Beyond the fence, across a stretch of snow-blanketed field, the cabin sits half-hidden in the trees. Dark. Quiet. Its windows catch the moonlight so it looks lit from within. Once, I saw the orange glow of a truck’s taillights there, exhaust curling up like breath while a girl’s thin cries carried across the snow. I never told him about that night.
“One day we’ll have a place like that,” I tell him instead, weaving the lie smooth. “A cabin just for us. No one to hurt us. Just warm fires and…peace.”
He lifts his head, eyes reflecting the stitch of moonlight. The bruises on his face look even darker out here. “Just us?” he whispers. He sounds so hopeful and so completely wrecked that my heart physically hurts.
“Just us,” I say firmly, pressing a quick kiss to his hair. “As long as we have each other, we’re safe.”
He nods and leans in closer. We sit there until the cold gnaws through clothes and skin, clinging to that fantasy until even my teeth are chattering. Only then do we sneak back inside.
“Meredith?”
My name snaps me back so hard I sway.
I hadn’t realized my eyes were closed. A single tear tracks down my cheek. Before I can turn away, Nick’s thumb is there, catching it. He wipes it away like it physically hurts him to see it.

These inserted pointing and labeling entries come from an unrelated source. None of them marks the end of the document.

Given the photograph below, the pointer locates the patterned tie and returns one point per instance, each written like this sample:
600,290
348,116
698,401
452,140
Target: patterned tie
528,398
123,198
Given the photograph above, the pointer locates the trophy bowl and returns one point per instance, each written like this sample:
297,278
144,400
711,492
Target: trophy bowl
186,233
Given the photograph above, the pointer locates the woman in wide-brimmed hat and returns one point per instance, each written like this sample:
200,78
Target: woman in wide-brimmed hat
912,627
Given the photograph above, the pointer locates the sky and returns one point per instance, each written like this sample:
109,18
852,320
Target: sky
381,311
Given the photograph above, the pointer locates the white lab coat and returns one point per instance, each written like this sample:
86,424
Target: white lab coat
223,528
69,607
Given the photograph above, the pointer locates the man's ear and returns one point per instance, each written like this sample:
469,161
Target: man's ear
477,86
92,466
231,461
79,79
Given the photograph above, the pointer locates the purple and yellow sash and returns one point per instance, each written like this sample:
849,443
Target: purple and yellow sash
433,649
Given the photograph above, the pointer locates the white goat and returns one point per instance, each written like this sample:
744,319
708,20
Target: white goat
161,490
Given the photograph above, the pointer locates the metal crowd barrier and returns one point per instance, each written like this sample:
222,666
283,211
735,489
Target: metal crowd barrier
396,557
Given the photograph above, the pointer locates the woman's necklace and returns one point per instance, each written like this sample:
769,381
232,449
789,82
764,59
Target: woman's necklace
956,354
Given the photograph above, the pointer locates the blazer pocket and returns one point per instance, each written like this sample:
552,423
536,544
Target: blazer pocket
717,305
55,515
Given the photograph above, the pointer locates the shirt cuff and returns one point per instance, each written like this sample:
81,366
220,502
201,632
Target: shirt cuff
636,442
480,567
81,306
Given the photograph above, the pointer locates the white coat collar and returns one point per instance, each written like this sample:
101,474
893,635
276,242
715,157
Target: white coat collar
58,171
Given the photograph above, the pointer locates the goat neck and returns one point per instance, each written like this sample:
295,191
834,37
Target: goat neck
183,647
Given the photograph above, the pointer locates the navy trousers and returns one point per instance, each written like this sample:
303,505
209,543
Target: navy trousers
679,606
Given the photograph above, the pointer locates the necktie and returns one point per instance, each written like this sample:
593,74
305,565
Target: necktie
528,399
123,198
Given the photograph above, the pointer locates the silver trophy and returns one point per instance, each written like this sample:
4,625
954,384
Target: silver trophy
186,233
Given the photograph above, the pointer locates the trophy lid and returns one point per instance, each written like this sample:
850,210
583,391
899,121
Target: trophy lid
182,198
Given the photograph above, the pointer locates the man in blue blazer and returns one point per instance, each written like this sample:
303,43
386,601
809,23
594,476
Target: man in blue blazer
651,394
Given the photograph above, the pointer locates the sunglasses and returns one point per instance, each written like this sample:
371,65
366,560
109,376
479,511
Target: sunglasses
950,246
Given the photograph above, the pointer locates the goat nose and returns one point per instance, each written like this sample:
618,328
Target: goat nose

For a heartbeat, it’s him. The boy. Bruised and skinny and looking at me like I’m the only thing keeping his world from collapsing.
My chest twists.
I hate that I still recognize him under the man who zip-tied my wrists. I hate that some traitorous, half-starved part of me aches for him.
“Don’t touch me,” I snap, jerking my face from his hand.
The softness vanishes. His jaw tightens; the muscle there ticks as he inhales once, twice, like he’s counting.
“Meredith,” he says finally, quieter, voice threaded with something frayed. “Why do you have to make everything so difficult?”
He sets the spoon back in the bowl with a soft clink and stands. The sudden movement makes me flinch back into the chair. Firelight throws half his face into shadow, sharpening the angles, turning his eyes into dark pits.